The daily also questioned the ambassador about the Bushehr nuclear plant situation. One reporter asked, “Why is this plant incapable of providing power even for Bushehr?” In response, Dzhagaryan said, “You don’t know many things, and I cannot say details. There are some things I don’t want to expose unveil. However, it is obvious that Iran has a multi-hundred-billion-euro debt to us and refuses to settle it.”
Further Distinctions Between Iran-Russia
The differences are not limited to debts alone.
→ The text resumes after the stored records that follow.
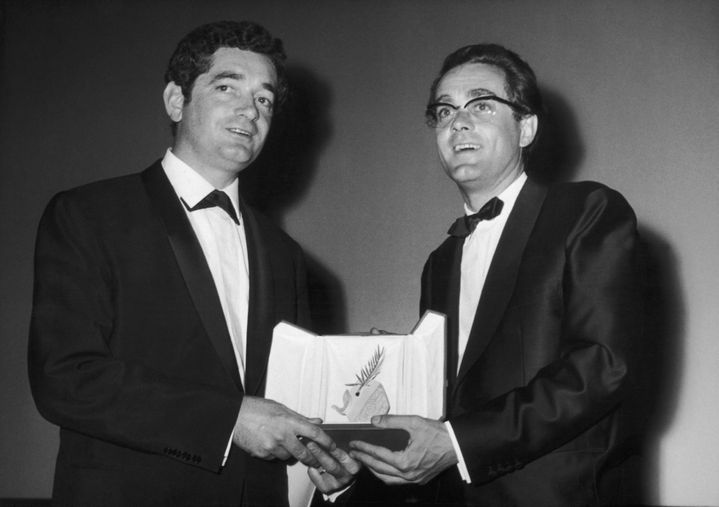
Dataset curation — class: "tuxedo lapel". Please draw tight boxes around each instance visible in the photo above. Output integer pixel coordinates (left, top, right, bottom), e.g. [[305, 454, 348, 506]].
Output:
[[457, 180, 546, 383], [240, 197, 274, 395], [142, 162, 242, 390]]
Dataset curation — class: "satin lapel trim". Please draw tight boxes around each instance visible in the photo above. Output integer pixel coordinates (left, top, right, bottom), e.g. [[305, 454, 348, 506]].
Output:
[[457, 180, 547, 384], [142, 162, 242, 390], [239, 196, 275, 396]]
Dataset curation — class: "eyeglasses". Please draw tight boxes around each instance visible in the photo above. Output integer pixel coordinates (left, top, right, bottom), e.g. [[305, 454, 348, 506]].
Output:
[[425, 95, 532, 128]]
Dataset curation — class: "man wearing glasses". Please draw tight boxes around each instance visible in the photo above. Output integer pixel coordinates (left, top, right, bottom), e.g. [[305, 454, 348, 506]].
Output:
[[351, 45, 642, 507]]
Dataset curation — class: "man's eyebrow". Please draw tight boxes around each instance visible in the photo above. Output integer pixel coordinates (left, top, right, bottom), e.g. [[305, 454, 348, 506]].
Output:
[[210, 70, 245, 83], [469, 88, 497, 97], [434, 88, 497, 104]]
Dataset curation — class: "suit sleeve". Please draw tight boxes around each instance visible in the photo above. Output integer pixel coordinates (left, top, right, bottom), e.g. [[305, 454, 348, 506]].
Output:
[[450, 189, 642, 484], [29, 194, 241, 471]]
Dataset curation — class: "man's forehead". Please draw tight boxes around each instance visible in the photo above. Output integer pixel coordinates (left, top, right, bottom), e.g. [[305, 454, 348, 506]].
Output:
[[436, 63, 506, 99], [206, 47, 277, 86]]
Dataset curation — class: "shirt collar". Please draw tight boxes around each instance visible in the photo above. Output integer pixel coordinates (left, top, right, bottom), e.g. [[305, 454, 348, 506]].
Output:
[[464, 171, 527, 216], [162, 148, 241, 217]]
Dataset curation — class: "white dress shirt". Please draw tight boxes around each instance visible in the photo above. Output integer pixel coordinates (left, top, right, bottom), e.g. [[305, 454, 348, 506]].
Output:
[[162, 149, 250, 465], [445, 172, 527, 483]]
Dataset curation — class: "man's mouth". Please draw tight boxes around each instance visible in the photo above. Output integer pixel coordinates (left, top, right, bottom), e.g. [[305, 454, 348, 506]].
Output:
[[227, 127, 252, 137], [452, 143, 480, 153]]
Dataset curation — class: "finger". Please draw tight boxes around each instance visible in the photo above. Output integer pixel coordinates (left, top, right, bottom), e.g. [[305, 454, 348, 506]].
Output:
[[307, 468, 342, 494], [350, 451, 404, 478], [295, 422, 337, 452], [369, 468, 413, 486], [307, 442, 347, 478], [286, 438, 321, 467], [331, 447, 362, 475], [371, 415, 416, 431], [350, 440, 402, 466]]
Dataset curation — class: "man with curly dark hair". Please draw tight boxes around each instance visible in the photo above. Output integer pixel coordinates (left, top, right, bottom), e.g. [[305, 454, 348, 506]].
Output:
[[29, 22, 358, 506]]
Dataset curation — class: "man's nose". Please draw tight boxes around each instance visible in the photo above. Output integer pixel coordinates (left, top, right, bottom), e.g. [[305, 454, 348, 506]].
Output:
[[450, 108, 474, 130], [235, 98, 259, 121]]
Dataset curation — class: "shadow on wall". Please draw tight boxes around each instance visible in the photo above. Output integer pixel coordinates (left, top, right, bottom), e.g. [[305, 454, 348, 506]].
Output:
[[527, 88, 584, 183], [240, 67, 347, 334], [639, 229, 685, 504]]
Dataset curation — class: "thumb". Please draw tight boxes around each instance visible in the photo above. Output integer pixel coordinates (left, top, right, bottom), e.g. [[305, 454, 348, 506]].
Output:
[[371, 415, 410, 429]]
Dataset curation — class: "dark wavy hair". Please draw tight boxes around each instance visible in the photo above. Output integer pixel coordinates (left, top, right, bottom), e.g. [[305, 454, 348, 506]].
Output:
[[426, 44, 544, 160], [165, 21, 288, 111]]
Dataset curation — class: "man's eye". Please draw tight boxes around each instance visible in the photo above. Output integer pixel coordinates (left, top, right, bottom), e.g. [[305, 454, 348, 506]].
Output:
[[257, 97, 272, 110], [470, 100, 494, 114], [434, 106, 452, 120]]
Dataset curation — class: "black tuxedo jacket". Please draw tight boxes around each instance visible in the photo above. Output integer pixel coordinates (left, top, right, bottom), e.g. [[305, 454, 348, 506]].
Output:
[[29, 162, 309, 506], [420, 179, 643, 507]]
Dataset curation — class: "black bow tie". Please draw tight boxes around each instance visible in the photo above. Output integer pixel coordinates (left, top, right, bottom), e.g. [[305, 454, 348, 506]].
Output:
[[447, 197, 504, 238], [182, 190, 240, 225]]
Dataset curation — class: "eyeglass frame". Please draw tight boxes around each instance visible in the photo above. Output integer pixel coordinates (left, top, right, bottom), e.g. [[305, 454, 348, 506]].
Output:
[[424, 94, 534, 128]]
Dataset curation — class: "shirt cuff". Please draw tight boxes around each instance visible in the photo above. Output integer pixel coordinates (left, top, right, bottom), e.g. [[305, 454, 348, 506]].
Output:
[[444, 421, 472, 484], [220, 430, 235, 466], [322, 482, 354, 503]]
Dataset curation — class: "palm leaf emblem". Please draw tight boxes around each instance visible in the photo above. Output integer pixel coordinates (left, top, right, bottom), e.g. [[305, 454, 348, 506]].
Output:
[[345, 345, 384, 391]]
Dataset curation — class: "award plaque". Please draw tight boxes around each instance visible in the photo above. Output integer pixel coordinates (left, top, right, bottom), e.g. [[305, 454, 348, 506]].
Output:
[[265, 311, 446, 507]]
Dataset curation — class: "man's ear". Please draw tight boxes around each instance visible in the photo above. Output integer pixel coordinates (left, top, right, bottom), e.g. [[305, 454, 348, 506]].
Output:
[[162, 81, 185, 122], [519, 114, 538, 148]]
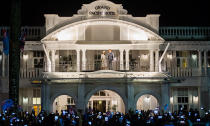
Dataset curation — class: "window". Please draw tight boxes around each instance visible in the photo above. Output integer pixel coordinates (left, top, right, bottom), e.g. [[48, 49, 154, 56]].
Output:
[[33, 88, 41, 105], [33, 51, 44, 68]]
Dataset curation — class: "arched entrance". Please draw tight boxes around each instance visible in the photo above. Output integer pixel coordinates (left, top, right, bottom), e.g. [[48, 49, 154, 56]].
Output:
[[53, 95, 75, 113], [87, 90, 125, 113], [136, 94, 159, 111]]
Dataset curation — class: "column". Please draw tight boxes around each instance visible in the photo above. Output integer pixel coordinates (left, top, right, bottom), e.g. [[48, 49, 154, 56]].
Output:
[[155, 50, 159, 72], [149, 50, 154, 72], [51, 50, 56, 72], [46, 50, 51, 72], [161, 83, 170, 112], [125, 50, 130, 70], [203, 50, 208, 75], [76, 49, 80, 72], [125, 84, 136, 112], [198, 50, 202, 75], [170, 51, 177, 76], [82, 49, 86, 71], [2, 51, 6, 77], [120, 49, 124, 70], [77, 83, 87, 113]]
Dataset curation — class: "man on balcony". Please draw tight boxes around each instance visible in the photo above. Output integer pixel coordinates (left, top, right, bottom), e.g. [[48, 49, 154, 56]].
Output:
[[108, 49, 114, 70]]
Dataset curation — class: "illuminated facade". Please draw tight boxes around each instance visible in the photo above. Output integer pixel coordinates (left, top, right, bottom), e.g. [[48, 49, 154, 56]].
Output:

There is also severe competition between Tehran and Moscow in financial and trade aspects.
On July 16, the Wall Street Journal revealed, “Iran and Russia are engaged in a fierce competition for sales of oil, refined crude products and metals in India, China and across Asia, as Moscow sells at prices that are undercutting one of its few supporters during the Ukraine invasion.”
WSJ Benoit Faucon wrote, “‘It’s murderous,’ an Iranian trader said of the $30 a ton discounts that Indian and Chinese buyers wanted to match Russian steel prices. ‘They are destroying the market,’ said Hamid Hosseini, the spokesman for the Iranian Oil, Gas and Petrochemical Products Exporters Union, speaking of Russia.”
In conclusion, not only did the Astana Summit fail to reduce the rifts between the three participants, but it also revealed profound and complicated distinctions.
However, only Tehran has addressed its vulnerability versus the international community and ongoing public protests, which have severely challenged the entire ruling system in recent months.
Meanwhile, US Special Envoy for Iran Rob Malley, who played a crucial role in closing the nuclear deal with the mullahs, has now expressed disappointment over Tehran’s nuclear ambitions. In an interview with CNN on July 20, he said that the “window to revive nuclear deal is rapidly closing.”
He added, “Iran has a choice now. It can opt for a position of relative dependency on Russia—Russia itself has been isolated internationally and have a very narrow economic opportunity with Russia which really can’t go very far, or it can choose to come back into the deal. If it chooses the path of not getting back into the deal, of greater isolation and then having to turn to Russia, having to sell armed drones to Russia, that’s a choice that is not a particularly attractive one.”
On July 19, US State Department Spokesperson Ned Price said, “With each passing day it is– we’re not just treading water, but we’re losing ground. And Iran is sending a signal to us and to the rest of the world that it has no interest in mutually returning to compliance with the JCPOA. If Iran makes clear that it has no intention of doing so and the deal that’s on the table is obviated by Iran’s continuing advancements in its nuclear program, we will pursue another path.”